The Patient Protection and Affordable Care Act, otherwise known as “Obamacare,” is scheduled to go into effect on January 1, 2014. Once in effect, it will drastically alter the manner in which health insurance is purchased and brokered in California. To comply with the Act, California is required to establish a health insurance exchange, allowing individuals and small businesses to purchase health insurance at competitive rates. This exchange is set to begin operation January 1, 2014. In order for brokers to participate in the exchange, they must first prove compliance with new federal and state rules and regulations.

California has been actively working towards creating new rules and regulations which will govern how brokers operate in the state. However, it appears that while federal law has its own set of regulations, California may be on its way towards creating stricter and more rigid regulations, placing a higher burden on the broker.

Obamacare has created different roles for brokers by which they may participate in the exchange: they may enroll as a “Navigator” or “Assister.” To enroll, it is most likely that brokers will be required to complete a short training and pass a certification test. Navigators will assist consumers in applying for health insurance and will receive compensation directly from the exchange for individuals they enroll. They do not have to be licensed agents or brokers. According to the National Association of Health Underwriters, this designation is not without its problems.

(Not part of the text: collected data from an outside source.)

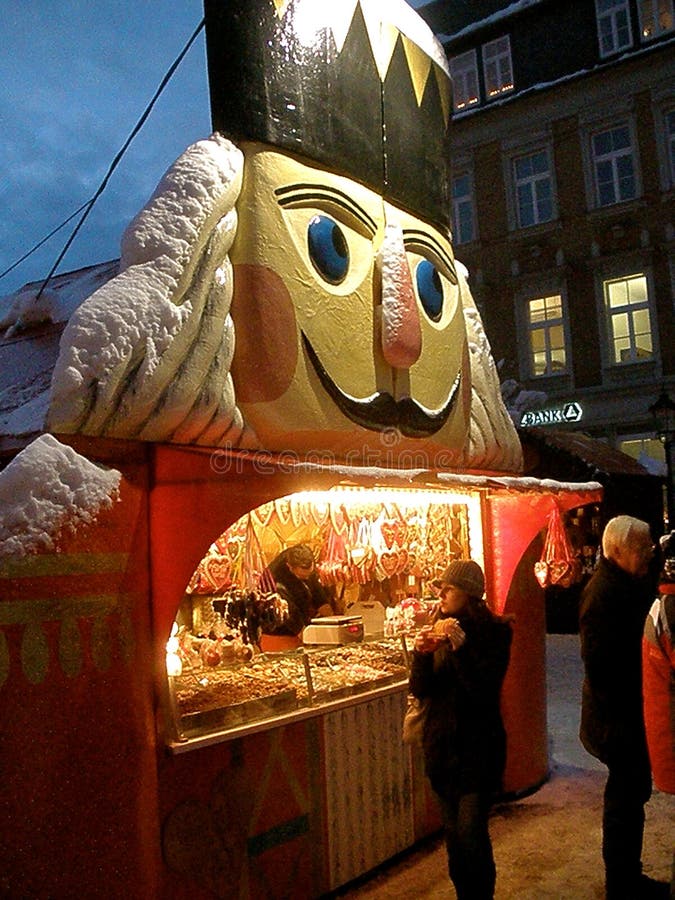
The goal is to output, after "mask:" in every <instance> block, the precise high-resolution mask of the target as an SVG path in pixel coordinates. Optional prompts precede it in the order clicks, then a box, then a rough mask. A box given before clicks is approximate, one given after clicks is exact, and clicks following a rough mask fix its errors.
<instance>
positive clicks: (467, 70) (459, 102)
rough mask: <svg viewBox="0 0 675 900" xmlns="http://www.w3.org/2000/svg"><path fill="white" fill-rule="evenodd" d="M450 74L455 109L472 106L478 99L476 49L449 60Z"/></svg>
mask: <svg viewBox="0 0 675 900" xmlns="http://www.w3.org/2000/svg"><path fill="white" fill-rule="evenodd" d="M450 74H451V75H452V91H453V105H454V108H455V110H457V111H459V110H461V109H466V108H467V106H474V105H475V104H476V103H478V102H479V100H480V95H479V93H478V64H477V63H476V51H475V50H469V51H468V53H462V54H461V56H455V57H454V59H451V60H450Z"/></svg>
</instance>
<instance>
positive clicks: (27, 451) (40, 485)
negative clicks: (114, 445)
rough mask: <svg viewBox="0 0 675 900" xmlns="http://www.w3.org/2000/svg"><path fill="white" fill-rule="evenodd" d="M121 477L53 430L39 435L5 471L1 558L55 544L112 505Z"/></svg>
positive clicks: (94, 519) (20, 555) (87, 522)
mask: <svg viewBox="0 0 675 900" xmlns="http://www.w3.org/2000/svg"><path fill="white" fill-rule="evenodd" d="M121 478H122V476H121V474H120V472H118V471H117V470H115V469H105V468H103V467H102V466H97V465H94V464H93V463H90V462H89V461H88V460H86V459H85V458H84V457H82V456H80V455H79V454H78V453H76V452H75V451H74V450H73V449H72V448H71V447H67V446H65V445H64V444H61V443H60V442H59V441H57V440H56V438H54V437H52V436H51V435H47V434H46V435H42V436H41V437H39V438H36V440H34V441H33V442H32V443H31V444H29V445H28V447H26V448H25V449H24V450H23V451H22V452H21V453H19V454H18V455H17V456H16V457H15V458H14V459H13V460H12V462H10V463H9V465H8V466H7V468H6V469H4V470H3V471H2V472H0V509H2V516H1V517H0V559H3V558H4V557H9V556H20V557H21V556H26V555H27V554H29V553H34V552H36V551H38V550H51V549H53V548H54V546H55V541H56V539H57V538H58V536H59V534H61V533H62V532H63V530H64V529H65V528H68V529H69V530H70V529H72V530H75V529H76V528H78V527H79V526H81V525H83V524H88V523H91V522H93V521H94V520H95V518H96V516H97V514H98V513H99V512H100V511H101V510H103V509H107V508H109V507H111V506H112V504H113V502H115V501H116V500H117V498H118V491H119V485H120V481H121Z"/></svg>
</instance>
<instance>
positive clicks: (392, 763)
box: [323, 692, 415, 889]
mask: <svg viewBox="0 0 675 900" xmlns="http://www.w3.org/2000/svg"><path fill="white" fill-rule="evenodd" d="M405 698H406V693H405V692H399V693H396V694H390V695H389V696H385V697H381V698H378V699H374V700H370V701H368V702H366V703H359V704H355V705H354V706H348V707H346V708H344V709H341V710H339V711H338V712H334V713H328V714H327V715H326V716H325V717H324V719H323V731H324V741H325V748H326V751H325V752H326V772H327V774H328V778H327V781H326V818H327V822H328V856H329V869H330V887H331V889H333V888H336V887H339V886H340V885H342V884H344V883H345V882H347V881H350V880H351V879H353V878H356V877H357V876H358V875H361V874H362V873H363V872H367V871H369V870H370V869H373V868H374V867H375V866H377V865H379V864H380V863H382V862H384V861H385V860H387V859H389V858H390V857H392V856H394V855H395V854H396V853H400V852H401V850H404V849H406V848H407V847H410V846H411V845H412V844H413V843H414V841H415V822H414V796H413V785H412V771H411V760H410V753H409V751H408V748H407V747H406V746H405V745H404V744H403V743H402V741H401V722H402V721H403V714H404V711H405V705H406V704H405Z"/></svg>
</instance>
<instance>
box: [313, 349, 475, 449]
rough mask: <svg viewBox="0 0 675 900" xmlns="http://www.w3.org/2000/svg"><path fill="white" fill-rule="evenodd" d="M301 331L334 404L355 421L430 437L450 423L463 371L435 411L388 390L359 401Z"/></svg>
mask: <svg viewBox="0 0 675 900" xmlns="http://www.w3.org/2000/svg"><path fill="white" fill-rule="evenodd" d="M301 334H302V342H303V345H304V347H305V350H306V351H307V355H308V357H309V359H310V360H311V362H312V365H313V366H314V370H315V371H316V374H317V375H318V377H319V380H320V381H321V384H322V385H323V387H324V389H325V390H326V392H327V393H328V395H329V396H330V397H331V399H332V400H333V402H334V403H335V405H336V406H337V407H338V408H339V409H340V410H341V412H343V413H344V414H345V415H346V416H347V417H348V418H349V419H351V420H352V422H355V423H356V424H357V425H361V426H362V427H363V428H367V429H369V430H370V431H385V430H386V429H388V428H398V430H399V431H400V432H401V434H404V435H405V436H406V437H414V438H420V437H429V436H431V435H432V434H435V433H436V432H437V431H439V430H440V429H441V428H442V427H443V425H445V423H446V422H447V420H448V418H449V416H450V413H451V412H452V410H453V408H454V406H455V402H456V400H457V397H458V395H459V387H460V383H461V373H458V374H457V377H456V378H455V381H454V383H453V385H452V387H451V388H450V393H449V395H448V399H447V400H446V401H445V403H444V404H443V406H442V407H441V408H440V409H439V410H437V411H435V412H430V411H429V410H426V409H424V407H423V406H421V405H420V404H419V403H417V402H416V401H415V400H413V398H412V397H403V398H402V399H401V400H394V398H393V397H392V396H391V394H389V393H387V392H386V391H381V392H378V393H376V394H373V395H372V397H368V398H367V399H365V400H357V399H355V398H354V397H349V396H348V395H347V394H345V393H344V392H343V391H341V390H340V388H339V387H338V386H337V385H336V384H335V382H334V381H333V379H332V378H331V377H330V375H329V374H328V372H326V370H325V369H324V367H323V365H322V363H321V360H320V359H319V357H318V356H317V354H316V351H315V350H314V348H313V347H312V345H311V344H310V342H309V339H308V338H307V335H305V334H304V332H301Z"/></svg>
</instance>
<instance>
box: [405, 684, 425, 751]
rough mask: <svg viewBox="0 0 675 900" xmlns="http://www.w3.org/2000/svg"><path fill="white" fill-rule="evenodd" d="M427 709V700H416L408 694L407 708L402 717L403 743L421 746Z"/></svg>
mask: <svg viewBox="0 0 675 900" xmlns="http://www.w3.org/2000/svg"><path fill="white" fill-rule="evenodd" d="M428 709H429V701H428V700H418V699H417V697H413V695H412V694H408V707H407V709H406V711H405V716H404V717H403V743H404V744H411V745H415V744H420V745H421V744H422V735H423V734H424V723H425V721H426V718H427V711H428Z"/></svg>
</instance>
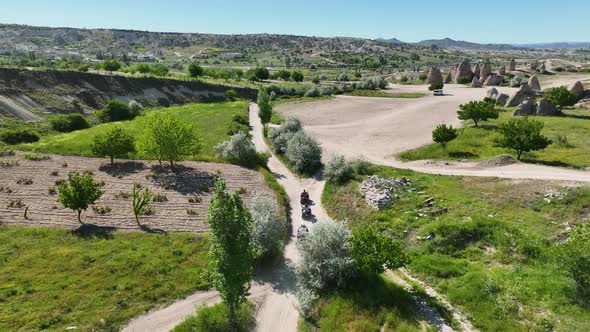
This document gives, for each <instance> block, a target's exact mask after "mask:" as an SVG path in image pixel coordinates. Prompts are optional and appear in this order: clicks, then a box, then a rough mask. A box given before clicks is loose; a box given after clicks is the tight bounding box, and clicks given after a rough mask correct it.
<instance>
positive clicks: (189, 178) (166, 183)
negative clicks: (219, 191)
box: [151, 165, 215, 195]
mask: <svg viewBox="0 0 590 332" xmlns="http://www.w3.org/2000/svg"><path fill="white" fill-rule="evenodd" d="M152 170H153V171H154V173H156V174H155V175H154V176H153V177H152V178H151V180H152V181H153V182H154V183H155V184H156V185H158V186H160V187H162V188H164V189H168V190H175V191H177V192H179V193H181V194H184V195H190V194H204V193H209V192H211V189H212V188H213V185H214V184H215V175H213V174H210V173H207V172H203V171H199V170H197V169H194V168H191V167H187V166H182V165H176V166H175V167H174V170H171V169H170V168H168V167H163V166H159V165H156V166H152Z"/></svg>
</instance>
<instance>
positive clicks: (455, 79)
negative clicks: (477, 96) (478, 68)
mask: <svg viewBox="0 0 590 332" xmlns="http://www.w3.org/2000/svg"><path fill="white" fill-rule="evenodd" d="M472 79H473V72H472V71H471V63H469V60H468V59H465V60H463V61H461V63H460V64H459V67H458V68H457V73H456V75H455V83H466V82H471V80H472Z"/></svg>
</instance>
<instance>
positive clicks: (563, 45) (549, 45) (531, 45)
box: [514, 42, 590, 49]
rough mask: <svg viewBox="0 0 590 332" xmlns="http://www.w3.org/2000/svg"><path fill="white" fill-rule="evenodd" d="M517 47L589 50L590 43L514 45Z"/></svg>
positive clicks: (577, 42) (585, 42)
mask: <svg viewBox="0 0 590 332" xmlns="http://www.w3.org/2000/svg"><path fill="white" fill-rule="evenodd" d="M514 46H517V47H524V48H566V49H579V48H589V47H590V42H553V43H532V44H514Z"/></svg>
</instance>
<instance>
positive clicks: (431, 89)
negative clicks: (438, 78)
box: [428, 82, 445, 91]
mask: <svg viewBox="0 0 590 332" xmlns="http://www.w3.org/2000/svg"><path fill="white" fill-rule="evenodd" d="M444 86H445V84H444V83H443V82H434V83H431V84H430V86H429V87H428V90H430V91H433V90H439V89H442V88H443V87H444Z"/></svg>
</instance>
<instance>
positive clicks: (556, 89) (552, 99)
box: [543, 86, 578, 107]
mask: <svg viewBox="0 0 590 332" xmlns="http://www.w3.org/2000/svg"><path fill="white" fill-rule="evenodd" d="M543 98H545V99H547V100H548V101H550V102H551V103H552V104H553V105H556V106H560V107H564V106H573V105H574V104H575V103H576V102H577V101H578V96H577V95H576V94H575V93H574V92H572V91H569V90H568V89H567V88H566V87H565V86H560V87H557V88H549V89H546V90H545V91H544V92H543Z"/></svg>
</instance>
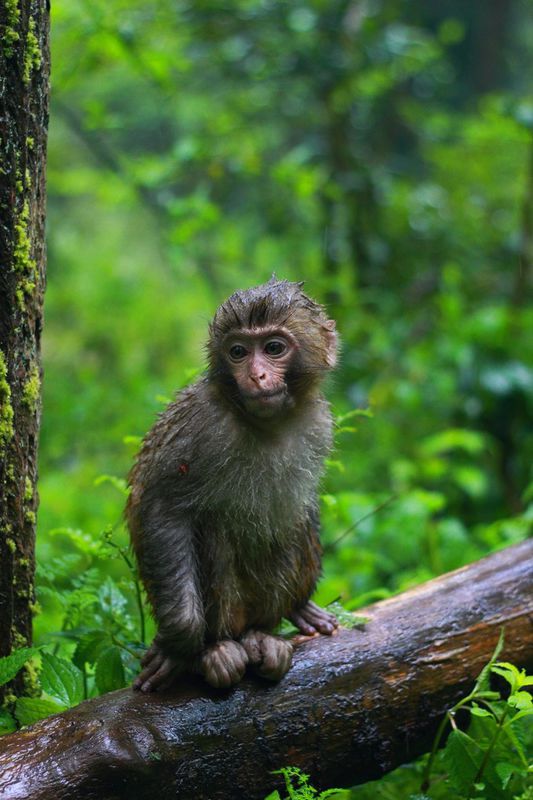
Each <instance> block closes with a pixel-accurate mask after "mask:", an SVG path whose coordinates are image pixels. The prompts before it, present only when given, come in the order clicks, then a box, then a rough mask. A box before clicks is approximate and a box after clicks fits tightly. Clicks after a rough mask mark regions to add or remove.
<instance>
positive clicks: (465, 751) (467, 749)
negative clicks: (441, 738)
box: [444, 730, 483, 794]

It claims the distinction between advising clients regarding qualified health plans and simply aiding clients through the enrollment and eligibility process is unclear and, furthermore, it is not known how this distinction will be overseen and enforced. Additionally, there are no guidelines in place requiring Navigators to inform clients of non-exchange insurance plans, and the likelihood of fraud in this area is high.

Assisters are more akin to the traditional insurance broker and must, in fact, be licensed. An Assister will receive payment from third party health insurance carriers for enrolling individuals in the exchange. While a broker may choose to enroll as either a Navigator or Assister, if one chooses to enroll as a Navigator, one will be subject to compensation constraints and may only receive compensation directly from the exchange.

In addition to the new roles for brokers, the Act will only permit “qualified health plans” to be sold on the exchange, which must comply with federal and state rules. For example, federal law requires that such policies cover ten “essential health benefits” such a hospital stays, maternity care, pediatric care, and dental and vision. Federal law, in attempt to create more flexibility, excepts state exchanges from including dental coverage for children so long as it offers at least one pediatric dental plan. However, California has chosen to deny insurers the ability to combine medical and dental policies, requiring them to be offered separately; only one plan combining medical and pediatric dental has been approved. Any broker who chooses to participate in the exchange may sell policies outside of the exchange, on the condition that all policies be qualified health plans.

The date the new laws take effect is fast approaching. Brokers should utilize the remaining months to familiarize themselves with the minimum requirements for qualified health plans, as well as the compensation limits for Navigators and Assisters. The health insurance industry is changing quickly with brokers at the heart of the change. It is imperative for brokers to understand the changes about to occur so that they can not only stay abreast of the changes in their practice, but ensure compliance with the new rules and regulations.